ToucanToco / fastexcel

A Python wrapper around calamine
http://fastexcel.toucantoco.dev/
MIT License
102 stars 6 forks source link

feat: extend `fastexcel` support to python >= 3.8 #152

Closed alexander-beedie closed 8 months ago

alexander-beedie commented 8 months ago

Hoping that a patch to extend Python support is welcome :wink:

I was looking to integrate a calamine based Excel parser as one of our supported engines in the Polars read_excel method (I am one of the core devs for that project), but we need to support Python versions >= 3.8. While we could potentially have python_calamine handle earlier versions, I'm reluctant to do so as fastexcel is much better-suited for our use-case and benchmarks significantly faster (producing Arrow data without materialising anything in Python-space; nicely done!)

Took a look at the code to see if it could be extended to cover the earlier versions, and it seems like a straightforward low-impact update; I've validated that everything compiles/runs on the earlier Python versions (testing on x86 Ubuntu Linux for py3.8 and an Apple Silicon Mac for py3.9). Mostly just some minor typing updates and avoidance of the match expression in one of the tests. Put in an extra lint rule to catch the need for a from __future__ import annotations statement at the top of some files (to keep the modern typing syntax).

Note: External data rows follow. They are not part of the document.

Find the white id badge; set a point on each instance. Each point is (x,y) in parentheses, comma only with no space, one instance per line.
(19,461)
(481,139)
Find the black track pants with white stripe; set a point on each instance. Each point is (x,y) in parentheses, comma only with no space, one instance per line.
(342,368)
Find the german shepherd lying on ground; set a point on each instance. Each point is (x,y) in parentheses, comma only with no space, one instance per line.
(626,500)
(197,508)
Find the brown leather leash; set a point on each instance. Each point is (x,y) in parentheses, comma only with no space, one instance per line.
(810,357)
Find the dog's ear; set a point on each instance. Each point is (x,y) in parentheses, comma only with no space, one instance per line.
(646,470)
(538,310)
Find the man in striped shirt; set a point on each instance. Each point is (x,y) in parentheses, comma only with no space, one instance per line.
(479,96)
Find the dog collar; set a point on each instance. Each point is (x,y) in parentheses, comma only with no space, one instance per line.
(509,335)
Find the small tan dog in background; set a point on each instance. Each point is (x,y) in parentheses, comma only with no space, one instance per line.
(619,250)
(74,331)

I can't validate the workflow changes, but with a little luck they'll run ok 🤞

Thanks for the great work, and let me know if you want any changes/modifications, etc?

alexander-beedie commented 8 months ago

Also, have you encountered any difficulties/questions when you looked at the code?

Actually I was pleasantly surprised how easy it was to go from "clone repo" to "everything is compiled and tests are running/passing" 👌 On that front I only have one comment, which is that I didn't immediately expect make dev-install and make prod-install to actually build, heh. Perhaps getting the word "build" in there would make it so even people who aren't fully paying attention (in this case: me!) wouldn't have to look twice - but honestly that's about the only thing I can think of, and it only took a few seconds to read through the Makefile with a bit more care 🤣

Otherwise it was smooth sailing; was up & running almost immediately. As for the source itself, I have only given it a superficial scan so far - mostly just looking to see what features are exposed (eg: is there a "has_headers" flag in case the sheet has no column names, an option to set them if there aren't, etc).

lukapeschke commented 8 months ago

I didn't immediately expect make dev-install and make prod-install to actually build

Good point, I'll update the make target names :)

Regarding the features you'd like to add, feel free to open issues and @ me on them! We've only exposed what we need internally for now, but things such as sheet headers handling should be pretty easy to add

lukapeschke commented 8 months ago

@alexander-beedie fastexcel 0.7.0 has been released and wheels for python 3.8 -> 3.12 have been successfully built and published to PyPI :partying_face: https://pypi.org/project/fastexcel/0.7.0/#files

alexander-beedie commented 8 months ago

feel free to open issues and @ me on them

Fantastic; thanks for the extremely quick turnaround on this! I've already integrated it as a new option for Polars in a local build and it's looking great. Will finish up some unit tests and look to push it out in the next day or two ✌️